Rodolfo Ferrer: Passionate about reactor physics
“Creativity is one of the most interesting and rewarding aspects of being an engineer. That aspect has always been very appealing to me ever since I was young,” says Rodolfo Ferrer (’04 NUC E, ’05 MS, ’10 PhD).
Since July 2010, Rodolfo has been working as a senior nuclear engineer and lead developer at Studsvik Scandpower, Inc., a subsidiary of Studsvik, Inc., a company that offers a range of advanced technical services to the global nuclear power industry. Its business focus areas are fuel and materials technology and reactor analysis software. With more than 65 years of experience in nuclear technology and radiological service, Studsvik now has 700 employees in seven countries.
“The work we do is quite challenging and requires a high level of creativity and knowledge in the fields of reactor physics and general nuclear engineering,” says Rodolfo. “At the same time it is very rewarding. We are able to help our clients solve real-world problems, not just in the United States, but all over the world.”
Rodolfo works at Studsvik Scandpower’s Idaho Falls, ID, location, which has a total of nine employees. He says he prefers working in a smaller company environment. “It’s surely more flexible and allows us to be more aggressive, empowered, and responsible than our competitors. This degree of freedom comes with tremendous responsibility, but also a great sense of ownership.”
Rodolfo likes to go camping and hiking on the weekends. The company’s location gives its employees a very well-balanced life style. “We are three hours away from Yellowstone, for example,” says Rodolfo. “Every day there are people flying in from all over the world to visit nearby attractions, such as world-class skiing resorts. Everything is within driving distance. Isn’t that great?”
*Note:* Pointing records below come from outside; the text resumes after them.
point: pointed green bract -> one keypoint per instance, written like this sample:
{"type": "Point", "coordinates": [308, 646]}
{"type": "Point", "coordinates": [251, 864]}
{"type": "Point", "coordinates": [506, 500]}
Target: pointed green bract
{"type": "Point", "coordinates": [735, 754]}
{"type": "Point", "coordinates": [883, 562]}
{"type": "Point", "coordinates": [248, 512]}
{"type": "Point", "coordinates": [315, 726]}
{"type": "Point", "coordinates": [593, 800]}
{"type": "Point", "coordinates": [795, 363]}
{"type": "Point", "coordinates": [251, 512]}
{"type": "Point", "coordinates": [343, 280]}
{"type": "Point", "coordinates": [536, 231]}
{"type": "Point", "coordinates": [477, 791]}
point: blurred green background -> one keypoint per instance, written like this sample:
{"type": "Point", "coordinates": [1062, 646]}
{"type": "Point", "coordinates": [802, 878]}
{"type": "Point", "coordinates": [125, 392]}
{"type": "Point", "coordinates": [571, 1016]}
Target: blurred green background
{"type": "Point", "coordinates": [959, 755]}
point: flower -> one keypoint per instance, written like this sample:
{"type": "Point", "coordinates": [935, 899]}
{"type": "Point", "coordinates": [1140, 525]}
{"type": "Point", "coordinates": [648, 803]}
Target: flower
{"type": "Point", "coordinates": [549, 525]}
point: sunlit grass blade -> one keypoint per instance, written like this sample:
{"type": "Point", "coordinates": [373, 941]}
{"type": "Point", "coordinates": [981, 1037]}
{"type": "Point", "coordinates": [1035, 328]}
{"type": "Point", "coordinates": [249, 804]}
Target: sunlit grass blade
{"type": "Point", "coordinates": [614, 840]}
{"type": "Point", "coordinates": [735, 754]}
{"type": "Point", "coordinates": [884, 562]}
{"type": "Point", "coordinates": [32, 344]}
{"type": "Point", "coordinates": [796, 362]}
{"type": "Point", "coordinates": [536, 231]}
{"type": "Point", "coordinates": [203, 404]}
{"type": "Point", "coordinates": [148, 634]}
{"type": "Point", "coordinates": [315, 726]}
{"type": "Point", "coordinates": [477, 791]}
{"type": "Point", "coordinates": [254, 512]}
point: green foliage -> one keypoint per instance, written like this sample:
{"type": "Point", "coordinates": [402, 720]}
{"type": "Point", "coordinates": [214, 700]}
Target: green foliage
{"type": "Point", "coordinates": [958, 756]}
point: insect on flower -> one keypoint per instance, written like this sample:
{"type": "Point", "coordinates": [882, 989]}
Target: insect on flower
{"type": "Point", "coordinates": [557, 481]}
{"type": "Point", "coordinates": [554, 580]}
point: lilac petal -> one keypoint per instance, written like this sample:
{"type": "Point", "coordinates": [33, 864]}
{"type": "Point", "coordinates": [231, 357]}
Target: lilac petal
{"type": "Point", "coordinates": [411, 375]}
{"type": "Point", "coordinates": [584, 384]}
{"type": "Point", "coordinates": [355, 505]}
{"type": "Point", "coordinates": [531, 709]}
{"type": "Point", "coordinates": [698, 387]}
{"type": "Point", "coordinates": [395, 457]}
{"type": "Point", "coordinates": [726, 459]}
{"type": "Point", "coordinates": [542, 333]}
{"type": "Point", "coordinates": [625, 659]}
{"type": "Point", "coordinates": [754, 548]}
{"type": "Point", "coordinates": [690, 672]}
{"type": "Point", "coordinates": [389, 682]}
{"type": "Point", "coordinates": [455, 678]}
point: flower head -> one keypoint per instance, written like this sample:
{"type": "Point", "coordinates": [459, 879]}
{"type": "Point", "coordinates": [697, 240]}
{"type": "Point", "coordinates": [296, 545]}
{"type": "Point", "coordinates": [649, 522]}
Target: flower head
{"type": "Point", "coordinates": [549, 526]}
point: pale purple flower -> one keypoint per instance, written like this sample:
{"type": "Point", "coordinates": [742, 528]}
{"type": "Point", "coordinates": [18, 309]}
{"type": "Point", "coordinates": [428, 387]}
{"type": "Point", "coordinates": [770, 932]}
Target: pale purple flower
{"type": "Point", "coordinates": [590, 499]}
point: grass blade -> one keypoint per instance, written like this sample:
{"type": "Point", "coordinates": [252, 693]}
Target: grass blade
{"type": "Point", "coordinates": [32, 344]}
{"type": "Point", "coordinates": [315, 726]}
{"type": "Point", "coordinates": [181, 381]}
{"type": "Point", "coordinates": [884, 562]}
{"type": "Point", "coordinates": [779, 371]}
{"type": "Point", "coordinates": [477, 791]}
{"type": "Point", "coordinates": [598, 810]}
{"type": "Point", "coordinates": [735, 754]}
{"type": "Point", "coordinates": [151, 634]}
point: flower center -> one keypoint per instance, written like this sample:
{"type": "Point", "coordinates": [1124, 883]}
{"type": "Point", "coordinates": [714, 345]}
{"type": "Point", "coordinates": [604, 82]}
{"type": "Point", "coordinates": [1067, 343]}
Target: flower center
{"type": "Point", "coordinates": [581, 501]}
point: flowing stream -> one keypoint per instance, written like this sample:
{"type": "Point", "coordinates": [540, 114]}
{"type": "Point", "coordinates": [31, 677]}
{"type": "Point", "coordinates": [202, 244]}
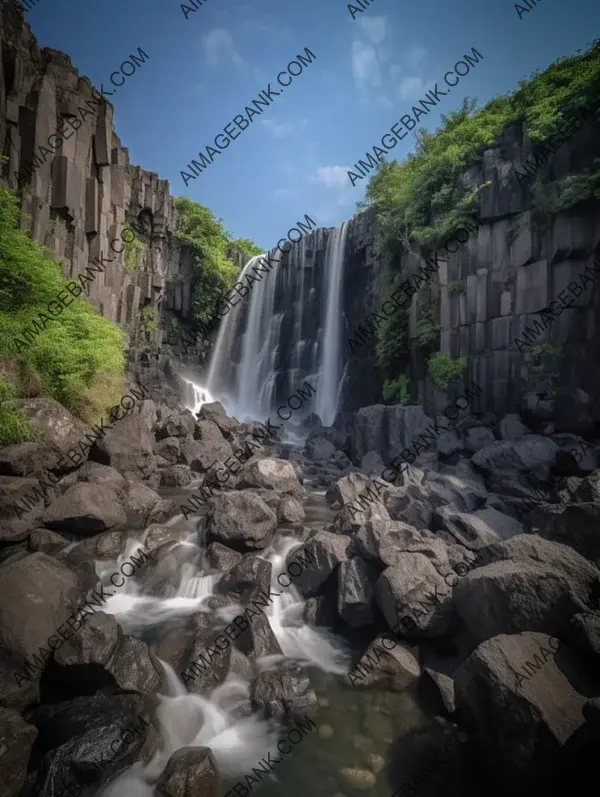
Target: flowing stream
{"type": "Point", "coordinates": [358, 724]}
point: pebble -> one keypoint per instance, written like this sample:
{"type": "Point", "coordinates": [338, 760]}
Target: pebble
{"type": "Point", "coordinates": [359, 778]}
{"type": "Point", "coordinates": [325, 731]}
{"type": "Point", "coordinates": [376, 762]}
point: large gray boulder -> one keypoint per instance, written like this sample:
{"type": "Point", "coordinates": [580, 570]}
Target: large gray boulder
{"type": "Point", "coordinates": [515, 696]}
{"type": "Point", "coordinates": [37, 595]}
{"type": "Point", "coordinates": [128, 447]}
{"type": "Point", "coordinates": [16, 740]}
{"type": "Point", "coordinates": [270, 474]}
{"type": "Point", "coordinates": [386, 430]}
{"type": "Point", "coordinates": [86, 509]}
{"type": "Point", "coordinates": [240, 520]}
{"type": "Point", "coordinates": [530, 585]}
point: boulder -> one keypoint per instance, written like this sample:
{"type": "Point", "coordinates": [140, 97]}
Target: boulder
{"type": "Point", "coordinates": [16, 740]}
{"type": "Point", "coordinates": [577, 525]}
{"type": "Point", "coordinates": [319, 448]}
{"type": "Point", "coordinates": [23, 503]}
{"type": "Point", "coordinates": [475, 529]}
{"type": "Point", "coordinates": [326, 551]}
{"type": "Point", "coordinates": [414, 597]}
{"type": "Point", "coordinates": [240, 520]}
{"type": "Point", "coordinates": [285, 693]}
{"type": "Point", "coordinates": [190, 771]}
{"type": "Point", "coordinates": [537, 586]}
{"type": "Point", "coordinates": [387, 663]}
{"type": "Point", "coordinates": [169, 449]}
{"type": "Point", "coordinates": [355, 591]}
{"type": "Point", "coordinates": [270, 474]}
{"type": "Point", "coordinates": [85, 509]}
{"type": "Point", "coordinates": [58, 431]}
{"type": "Point", "coordinates": [514, 694]}
{"type": "Point", "coordinates": [128, 447]}
{"type": "Point", "coordinates": [37, 595]}
{"type": "Point", "coordinates": [512, 428]}
{"type": "Point", "coordinates": [386, 430]}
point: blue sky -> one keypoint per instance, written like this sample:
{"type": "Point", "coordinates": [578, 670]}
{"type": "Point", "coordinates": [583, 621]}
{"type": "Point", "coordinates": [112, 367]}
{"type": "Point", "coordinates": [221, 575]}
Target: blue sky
{"type": "Point", "coordinates": [293, 159]}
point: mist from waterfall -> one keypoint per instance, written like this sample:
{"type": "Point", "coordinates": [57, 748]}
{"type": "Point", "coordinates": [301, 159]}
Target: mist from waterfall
{"type": "Point", "coordinates": [288, 330]}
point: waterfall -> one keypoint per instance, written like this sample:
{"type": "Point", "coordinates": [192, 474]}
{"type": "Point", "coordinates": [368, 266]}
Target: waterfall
{"type": "Point", "coordinates": [288, 330]}
{"type": "Point", "coordinates": [330, 361]}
Rodolfo was a member of Penn State’s Schreyer Honors College, which gave him an invaluable learning experience. In addition, his nuclear engineering professors had broad connections within the nuclear industry, which gave students opportunities to address industry concerns and participate in real-world experiences outside of regular classes.
“I got the opportunity to build close relationships with my professors, which is something students might not have in other programs,” Rodolfo says.
Besides being a Schreyer Scholar, Rodolfo was also a member of the Penn State student chapter of the American Nuclear Society (ANS). That allowed him to build valuable connections within the nuclear industry. He is still in contact with some of the members he met when he was a student.
“It is definitely the best place to socialize at a professional level,” says Rodolfo. “ANS members are not just students. They are researchers, developers, engineers, etc. ANS is a great platform that connects people from all sectors.”
Rodolfo says he will continue to provide his customers with the most advanced reactor analysis methods and software products to enable the safe and reliable design of nuclear power plants for the next century.